Lors d’un rare discours public à Londres, le directeur général du MI5 a affirmé que les agents liés à Pékin menaient chaque jour des opérations d’espionnage, de cyberintrusion et de vol de secrets industriels sur le sol britannique. « Les acteurs étatiques chinois représentent une menace pour la sécurité nationale du Royaume-Uni. Bien sûr que oui — chaque jour », a-t-il déclaré, précisant que son service venait encore de déjouer une tentative la semaine précédente.
Ses propos interviennent alors que le gouvernement britannique, les procureurs et l’opposition s’affrontent à propos de l’effondrement d’un procès pour espionnage. Deux hommes, l’universitaire Christopher Berry et le chercheur parlementaire Christopher Cash, étaient accusés d’avoir transmis des informations sensibles à la Chine entre 2021 et 2023. À la surprise générale, les poursuites ont été abandonnées, faute de coopération gouvernementale.

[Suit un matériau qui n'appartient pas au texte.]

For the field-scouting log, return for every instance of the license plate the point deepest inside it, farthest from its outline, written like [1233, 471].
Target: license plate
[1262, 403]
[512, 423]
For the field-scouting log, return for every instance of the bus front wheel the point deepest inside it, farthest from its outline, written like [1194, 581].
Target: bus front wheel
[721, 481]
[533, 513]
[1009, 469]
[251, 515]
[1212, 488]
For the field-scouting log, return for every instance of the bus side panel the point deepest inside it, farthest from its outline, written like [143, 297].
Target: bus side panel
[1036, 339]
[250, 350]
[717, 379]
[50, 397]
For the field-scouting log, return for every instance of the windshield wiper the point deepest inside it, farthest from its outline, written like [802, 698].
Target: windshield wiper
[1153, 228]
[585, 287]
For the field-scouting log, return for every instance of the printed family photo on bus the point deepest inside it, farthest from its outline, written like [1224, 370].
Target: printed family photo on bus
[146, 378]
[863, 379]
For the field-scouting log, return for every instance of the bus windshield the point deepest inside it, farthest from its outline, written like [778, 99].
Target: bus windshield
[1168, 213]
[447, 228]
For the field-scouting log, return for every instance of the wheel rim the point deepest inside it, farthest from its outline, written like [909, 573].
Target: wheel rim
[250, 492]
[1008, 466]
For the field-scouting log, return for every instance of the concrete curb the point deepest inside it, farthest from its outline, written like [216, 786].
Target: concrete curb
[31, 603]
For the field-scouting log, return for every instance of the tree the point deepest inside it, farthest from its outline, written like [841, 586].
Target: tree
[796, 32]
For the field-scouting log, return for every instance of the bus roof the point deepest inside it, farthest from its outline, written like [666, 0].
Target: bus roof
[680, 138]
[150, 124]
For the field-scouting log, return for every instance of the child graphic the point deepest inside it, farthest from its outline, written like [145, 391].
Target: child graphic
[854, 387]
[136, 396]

Le directeur des poursuites publiques, Stephen Parkinson, a expliqué que des responsables avaient refusé de témoigner sous serment que la Chine constituait alors une menace à la sécurité nationale. Le premier ministre Keir Starmer a démenti toute interférence politique et publié des déclarations du vice-conseiller à la sécurité nationale, Matthew Collins, décrivant pourtant la Chine comme « la plus grande menace étatique pour la sécurité économique du Royaume-Uni ».
Ken McCallum s’est dit « frustré » que des affaires mettant en jeu la sécurité nationale ne soient pas menées à terme, tout en reconnaissant que les décisions de poursuite ne relevaient pas du MI5. Il a qualifié la relation entre Londres et Pékin de « complexe mélange de risques et d’opportunités », ajoutant que son service continuerait d’agir « de manière robuste » contre toute activité menaçant la sécurité nationale.
L’ambassade de Chine à Londres a qualifié les accusations de « pures fabrications et calomnies malveillantes », assurant que Pékin « ne s’immisce jamais dans les affaires intérieures d’autres pays ».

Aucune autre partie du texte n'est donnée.